Einheiten der Geochemie
Kruste
Die dünne äußere Schicht der Erde. Sie reicht von der Oberfläche bis zur Moho-Diskontinuität und weist große seitliche Unterschiede in Dicke und Zusammensetzung auf. Sie ist unterteilt in:
- Kontinentale Kruste: 25 bis 75 km dick. Sie ist sehr heterogen und besteht aus weniger dichten Gesteinen. Die untere Hälfte wird von metamorphen Gesteinen dominiert.
- Ozeanische Kruste: Viel dünner, Dicke zwischen 5 und 10 km, in drei Ebenen gegliedert. Die Gesteine dieser Schicht sind dichter und jünger als die der kontinentalen Kruste.
Mantel
Er erstreckt sich von der Basis der Kruste bis in eine Tiefe von 2900 km. Er macht 83% des Erdvolumens aus.
Kern
Der mittlere Bereich des Planeten unterhalb der Gutenberg-Diskontinuität.
Dynamische Einheiten
- Lithosphäre: Die äußere, starre Hülle. Sie umfasst Teile der Erdkruste und des oberen Erdmantels. Unter dem Meer ist die ozeanische Lithosphäre 50 bis 100 km dick, während die kontinentale Lithosphäre unter den Kontinenten 100 bis 200 km dick ist.
- Asthenosphäre: Dies ist die plastische Schicht unter der Lithosphäre, die bis zur Diskontinuität von 670 km Tiefe reicht. Sie ist Teil des Mantels. Die Materialien befinden sich im festen Zustand, unterliegen aber Konvektionsströmen.

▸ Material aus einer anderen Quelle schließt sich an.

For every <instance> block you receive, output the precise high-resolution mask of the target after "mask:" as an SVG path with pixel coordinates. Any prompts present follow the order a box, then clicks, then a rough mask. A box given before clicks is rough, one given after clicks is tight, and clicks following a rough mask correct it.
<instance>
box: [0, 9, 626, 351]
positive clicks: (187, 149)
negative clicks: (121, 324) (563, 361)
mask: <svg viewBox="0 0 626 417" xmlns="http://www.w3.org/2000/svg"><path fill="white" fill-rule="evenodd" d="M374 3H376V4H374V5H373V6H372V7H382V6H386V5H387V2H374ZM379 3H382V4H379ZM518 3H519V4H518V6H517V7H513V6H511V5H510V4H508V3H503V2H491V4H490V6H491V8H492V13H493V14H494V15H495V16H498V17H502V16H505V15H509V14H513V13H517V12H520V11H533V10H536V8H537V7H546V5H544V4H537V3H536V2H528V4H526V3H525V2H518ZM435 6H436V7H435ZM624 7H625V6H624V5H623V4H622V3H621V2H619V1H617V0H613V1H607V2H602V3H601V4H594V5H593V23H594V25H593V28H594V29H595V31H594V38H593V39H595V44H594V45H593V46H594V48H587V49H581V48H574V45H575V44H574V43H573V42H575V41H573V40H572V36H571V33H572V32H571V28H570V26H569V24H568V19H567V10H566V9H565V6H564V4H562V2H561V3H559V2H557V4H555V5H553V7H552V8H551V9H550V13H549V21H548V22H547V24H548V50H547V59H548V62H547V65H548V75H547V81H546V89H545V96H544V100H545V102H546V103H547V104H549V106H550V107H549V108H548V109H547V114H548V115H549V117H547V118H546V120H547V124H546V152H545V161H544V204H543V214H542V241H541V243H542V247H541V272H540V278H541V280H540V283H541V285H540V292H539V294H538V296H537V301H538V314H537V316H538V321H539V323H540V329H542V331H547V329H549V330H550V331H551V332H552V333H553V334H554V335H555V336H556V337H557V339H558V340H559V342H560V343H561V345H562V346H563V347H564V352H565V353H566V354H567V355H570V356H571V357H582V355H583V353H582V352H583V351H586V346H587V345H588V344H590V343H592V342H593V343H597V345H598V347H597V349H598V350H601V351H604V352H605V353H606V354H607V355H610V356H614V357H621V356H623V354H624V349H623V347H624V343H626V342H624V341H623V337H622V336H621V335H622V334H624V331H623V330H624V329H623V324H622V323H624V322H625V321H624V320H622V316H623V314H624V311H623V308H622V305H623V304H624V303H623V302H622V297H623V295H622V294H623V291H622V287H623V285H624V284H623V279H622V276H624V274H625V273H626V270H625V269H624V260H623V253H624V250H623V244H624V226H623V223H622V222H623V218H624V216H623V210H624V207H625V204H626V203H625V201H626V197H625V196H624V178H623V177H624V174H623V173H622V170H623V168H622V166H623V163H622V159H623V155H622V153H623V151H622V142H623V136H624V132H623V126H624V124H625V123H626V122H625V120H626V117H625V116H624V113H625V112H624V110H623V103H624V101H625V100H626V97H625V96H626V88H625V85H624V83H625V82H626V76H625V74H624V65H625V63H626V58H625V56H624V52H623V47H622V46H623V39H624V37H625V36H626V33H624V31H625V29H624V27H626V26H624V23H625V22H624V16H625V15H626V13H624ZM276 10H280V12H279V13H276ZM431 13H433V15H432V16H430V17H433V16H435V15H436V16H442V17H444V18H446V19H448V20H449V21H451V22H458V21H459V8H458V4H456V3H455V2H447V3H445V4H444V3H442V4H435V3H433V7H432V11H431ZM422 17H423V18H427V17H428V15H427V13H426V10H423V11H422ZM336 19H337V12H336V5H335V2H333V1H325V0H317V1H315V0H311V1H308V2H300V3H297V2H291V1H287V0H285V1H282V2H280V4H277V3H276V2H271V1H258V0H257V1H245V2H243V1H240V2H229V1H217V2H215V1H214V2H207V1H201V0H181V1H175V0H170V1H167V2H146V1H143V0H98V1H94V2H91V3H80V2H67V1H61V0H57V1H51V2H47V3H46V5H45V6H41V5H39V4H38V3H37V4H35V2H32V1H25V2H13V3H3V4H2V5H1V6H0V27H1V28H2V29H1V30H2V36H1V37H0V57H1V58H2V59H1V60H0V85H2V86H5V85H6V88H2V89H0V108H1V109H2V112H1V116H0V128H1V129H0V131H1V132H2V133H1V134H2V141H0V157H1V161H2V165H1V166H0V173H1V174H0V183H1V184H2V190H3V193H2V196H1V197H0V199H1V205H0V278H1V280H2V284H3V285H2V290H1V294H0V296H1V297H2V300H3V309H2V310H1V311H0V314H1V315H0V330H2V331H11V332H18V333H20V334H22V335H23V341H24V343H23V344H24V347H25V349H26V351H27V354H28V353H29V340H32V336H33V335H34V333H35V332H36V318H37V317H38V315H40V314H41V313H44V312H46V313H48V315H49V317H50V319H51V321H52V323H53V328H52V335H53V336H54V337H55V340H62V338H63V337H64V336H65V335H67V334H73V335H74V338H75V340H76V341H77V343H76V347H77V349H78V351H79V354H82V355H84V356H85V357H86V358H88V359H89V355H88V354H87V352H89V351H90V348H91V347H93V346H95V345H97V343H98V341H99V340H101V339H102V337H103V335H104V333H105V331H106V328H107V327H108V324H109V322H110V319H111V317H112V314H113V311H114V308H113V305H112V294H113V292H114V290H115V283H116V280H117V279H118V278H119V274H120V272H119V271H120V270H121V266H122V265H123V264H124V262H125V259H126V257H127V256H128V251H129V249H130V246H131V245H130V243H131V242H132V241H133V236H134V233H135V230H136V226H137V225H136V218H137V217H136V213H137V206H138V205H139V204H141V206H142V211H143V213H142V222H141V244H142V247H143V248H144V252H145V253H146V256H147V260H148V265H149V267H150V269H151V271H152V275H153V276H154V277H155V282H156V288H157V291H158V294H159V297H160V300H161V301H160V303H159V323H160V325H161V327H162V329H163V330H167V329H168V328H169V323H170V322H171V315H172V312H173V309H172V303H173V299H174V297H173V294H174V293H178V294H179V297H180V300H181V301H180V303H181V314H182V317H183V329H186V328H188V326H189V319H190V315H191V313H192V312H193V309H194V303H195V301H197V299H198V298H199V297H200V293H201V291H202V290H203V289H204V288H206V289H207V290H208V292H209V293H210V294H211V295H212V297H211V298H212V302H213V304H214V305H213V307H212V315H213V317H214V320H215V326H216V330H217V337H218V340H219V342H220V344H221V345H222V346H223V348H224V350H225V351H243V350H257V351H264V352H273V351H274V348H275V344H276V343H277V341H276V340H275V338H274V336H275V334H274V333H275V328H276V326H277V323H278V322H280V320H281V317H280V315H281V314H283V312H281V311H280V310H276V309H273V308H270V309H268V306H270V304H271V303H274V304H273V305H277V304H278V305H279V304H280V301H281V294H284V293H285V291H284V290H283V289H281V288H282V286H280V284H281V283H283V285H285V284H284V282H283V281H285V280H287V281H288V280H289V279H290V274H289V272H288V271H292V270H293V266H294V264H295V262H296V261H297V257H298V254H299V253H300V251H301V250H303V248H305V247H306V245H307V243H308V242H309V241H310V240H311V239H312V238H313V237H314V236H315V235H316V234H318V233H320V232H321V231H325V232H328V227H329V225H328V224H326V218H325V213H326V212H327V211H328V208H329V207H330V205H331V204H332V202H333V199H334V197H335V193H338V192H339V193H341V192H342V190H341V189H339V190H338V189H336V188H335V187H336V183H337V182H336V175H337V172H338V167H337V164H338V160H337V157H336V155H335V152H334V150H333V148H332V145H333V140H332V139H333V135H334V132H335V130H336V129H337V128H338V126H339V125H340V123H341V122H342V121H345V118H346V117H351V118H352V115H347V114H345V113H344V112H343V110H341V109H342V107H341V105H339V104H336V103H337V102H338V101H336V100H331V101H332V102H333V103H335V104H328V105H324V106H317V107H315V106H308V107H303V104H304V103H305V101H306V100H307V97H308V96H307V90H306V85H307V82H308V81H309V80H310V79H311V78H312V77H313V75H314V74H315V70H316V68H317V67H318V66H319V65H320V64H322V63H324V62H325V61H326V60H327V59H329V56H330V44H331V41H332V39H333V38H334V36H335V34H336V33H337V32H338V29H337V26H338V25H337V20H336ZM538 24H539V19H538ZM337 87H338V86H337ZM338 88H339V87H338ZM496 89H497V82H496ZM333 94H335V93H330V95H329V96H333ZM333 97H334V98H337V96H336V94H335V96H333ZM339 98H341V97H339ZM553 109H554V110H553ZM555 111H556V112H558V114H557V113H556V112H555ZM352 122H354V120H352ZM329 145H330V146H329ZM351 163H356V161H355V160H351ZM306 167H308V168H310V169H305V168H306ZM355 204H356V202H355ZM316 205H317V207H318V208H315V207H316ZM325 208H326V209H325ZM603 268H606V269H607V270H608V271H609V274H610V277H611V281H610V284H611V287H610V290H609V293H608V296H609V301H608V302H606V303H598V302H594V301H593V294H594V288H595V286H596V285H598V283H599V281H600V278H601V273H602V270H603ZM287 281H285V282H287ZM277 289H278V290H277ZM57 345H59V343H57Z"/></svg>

- Mesosphäre: Enthält den Rest des Mantels. Die Gesteine unterliegen ebenfalls Konvektion aufgrund von Temperatur und Dichte. An der Basis dieser Schicht befindet sich die D-Schicht (Doppelte Primzahl), eine diskontinuierliche und unregelmäßige Schicht mit einer Dicke von 0 bis 300 km.
- Innerer Kern: Er erstreckt sich bis zu einer Tiefe von 5150 km und befindet sich im festen Zustand.
- Äußerer Kern: Er gibt Wärme ab, da er aus Eisen besteht, das erstarrt ist (im Gegensatz zum inneren Kern, der fest ist).